Une enquête de Variety se penche sur un point intéressant de la production des séries télévisées de Marvel Studios : la hiérarchie interne des équipes entre les réalisateurs et les scénaristes. Si, traditionnellement, le metteur en scène est souvent considéré comme le plus haut gradé à l'échelle de projets pensés pour le cinéma, les séries ont en revanche pris l'habitude d'opérer selon une toute autre logique. A la télévision, le ou la scénariste, ou "showrunner", tient ce rôle de capitanat, de supervision, d'embauche ou de gestion au quotidien.

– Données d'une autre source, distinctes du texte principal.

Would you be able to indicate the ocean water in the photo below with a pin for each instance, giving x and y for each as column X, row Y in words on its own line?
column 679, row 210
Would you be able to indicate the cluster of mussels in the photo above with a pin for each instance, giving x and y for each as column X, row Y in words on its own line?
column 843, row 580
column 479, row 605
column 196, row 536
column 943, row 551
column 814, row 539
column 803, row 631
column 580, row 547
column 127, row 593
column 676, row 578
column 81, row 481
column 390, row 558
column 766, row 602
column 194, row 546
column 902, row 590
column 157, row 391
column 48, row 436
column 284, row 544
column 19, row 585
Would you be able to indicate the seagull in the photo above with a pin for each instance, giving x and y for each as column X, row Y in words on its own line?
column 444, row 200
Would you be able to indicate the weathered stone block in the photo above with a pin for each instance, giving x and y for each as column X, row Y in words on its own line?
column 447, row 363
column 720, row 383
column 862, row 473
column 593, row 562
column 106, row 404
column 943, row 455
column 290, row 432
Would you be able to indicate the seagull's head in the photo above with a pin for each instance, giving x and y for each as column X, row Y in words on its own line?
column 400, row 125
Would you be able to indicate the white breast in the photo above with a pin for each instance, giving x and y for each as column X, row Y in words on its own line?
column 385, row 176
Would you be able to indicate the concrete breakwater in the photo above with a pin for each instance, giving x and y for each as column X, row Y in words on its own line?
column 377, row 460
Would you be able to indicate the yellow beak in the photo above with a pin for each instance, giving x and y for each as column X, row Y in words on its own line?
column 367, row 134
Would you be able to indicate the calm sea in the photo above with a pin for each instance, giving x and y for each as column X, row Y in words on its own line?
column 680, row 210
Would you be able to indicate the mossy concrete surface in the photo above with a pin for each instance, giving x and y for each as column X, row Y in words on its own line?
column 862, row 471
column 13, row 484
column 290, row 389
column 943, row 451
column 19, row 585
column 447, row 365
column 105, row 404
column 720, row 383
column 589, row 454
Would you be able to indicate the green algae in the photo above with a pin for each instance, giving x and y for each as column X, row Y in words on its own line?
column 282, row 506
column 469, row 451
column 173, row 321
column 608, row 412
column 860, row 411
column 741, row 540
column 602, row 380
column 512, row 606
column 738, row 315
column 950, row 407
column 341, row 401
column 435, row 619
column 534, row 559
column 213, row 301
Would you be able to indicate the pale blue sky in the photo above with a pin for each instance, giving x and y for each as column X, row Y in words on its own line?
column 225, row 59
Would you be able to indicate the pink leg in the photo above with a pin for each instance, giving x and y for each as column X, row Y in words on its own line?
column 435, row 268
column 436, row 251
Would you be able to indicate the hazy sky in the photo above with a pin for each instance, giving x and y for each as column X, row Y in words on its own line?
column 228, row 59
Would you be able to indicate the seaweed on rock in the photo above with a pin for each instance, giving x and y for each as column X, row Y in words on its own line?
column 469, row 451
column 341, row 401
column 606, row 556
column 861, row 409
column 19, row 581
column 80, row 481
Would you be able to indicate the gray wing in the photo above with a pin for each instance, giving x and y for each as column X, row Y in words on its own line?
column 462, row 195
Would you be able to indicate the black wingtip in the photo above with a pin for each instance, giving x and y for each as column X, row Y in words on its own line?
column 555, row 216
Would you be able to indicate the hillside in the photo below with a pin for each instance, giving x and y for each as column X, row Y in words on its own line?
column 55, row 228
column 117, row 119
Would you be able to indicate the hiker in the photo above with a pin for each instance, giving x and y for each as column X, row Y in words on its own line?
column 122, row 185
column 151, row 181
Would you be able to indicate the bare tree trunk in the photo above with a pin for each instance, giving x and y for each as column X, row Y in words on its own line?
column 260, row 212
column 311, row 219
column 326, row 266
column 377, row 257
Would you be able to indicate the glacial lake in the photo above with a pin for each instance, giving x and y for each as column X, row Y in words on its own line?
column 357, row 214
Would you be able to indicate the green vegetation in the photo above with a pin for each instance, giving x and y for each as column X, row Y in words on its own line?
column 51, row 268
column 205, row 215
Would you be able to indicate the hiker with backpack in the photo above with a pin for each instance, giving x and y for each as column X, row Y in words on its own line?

L'industrie liste d'illustres artistes sortis de ce modèle de travail, Vince Gilligan, David Simon, Damon Lindelof, etc, plus auteurs que metteurs en scène, rarement crédités aux postes de réalisateurs sur leurs différents feuilletons.
Cette distinction s'explique par une évidente différence d'approche dans l'historique et la consommation de ces deux formats : pensé pour le grand écran dans un cadre plus cadenassé, le cinéma privilégierait un travail précis de l'image, tandis que la série télévisée, plus longue, et difficilement capable d'être entièrement mise en boîte par un seul metteur en scène, miserait plutôt sur le narratif. Cet état de fait, avec ses contre-exemples et ses nuances précises, ne s'applique apparemment pas aux projets de Marvel Studios sur la plateforme Disney+. Selon Kari Skogland, réalisatrice sur The Falcon & The Winter Soldier, l'entreprise de Kevin Feige se serait autorisée une inversion des forces en présence au moment de monter cette production précise, pour appliquer la méthodologie du cinéma au petit écran.
Television Rules the Nation
Ce qui passerait éventuellement pour un point de détail vu de loin en dit tout de même très long sur la façon dont
Marvel a choisi d'approcher cette reconversion tardive vers le petit écran. En interview,
Skogland explique que que les séries à venir ne créditeront pas de "créateur" ou de "créatrice", et se passeront même du poste crucial de "
showrunner". L'employée évoque la gestation de chaque projet comme une boucle au sein de laquelle peuvent intervenir les réalisateurs, réalisatrices et les membres du groupe d'écriture, un cas inédit à la télévision, avec la supervision générale du tout puissant
Kevin Feige et d'une poignée d'exécutifs censés servir de guide aux grandes directions d'ensemble. En résumé, pas de capitaine à bord, à l'exception d'un salarié bombardé au poste de "chef scénariste",
Malcolm Spellman en l'occurrence, dont les décisions dépendront surtout de l'aval ou du consensus collectif des équipes chargées de la mise en scène.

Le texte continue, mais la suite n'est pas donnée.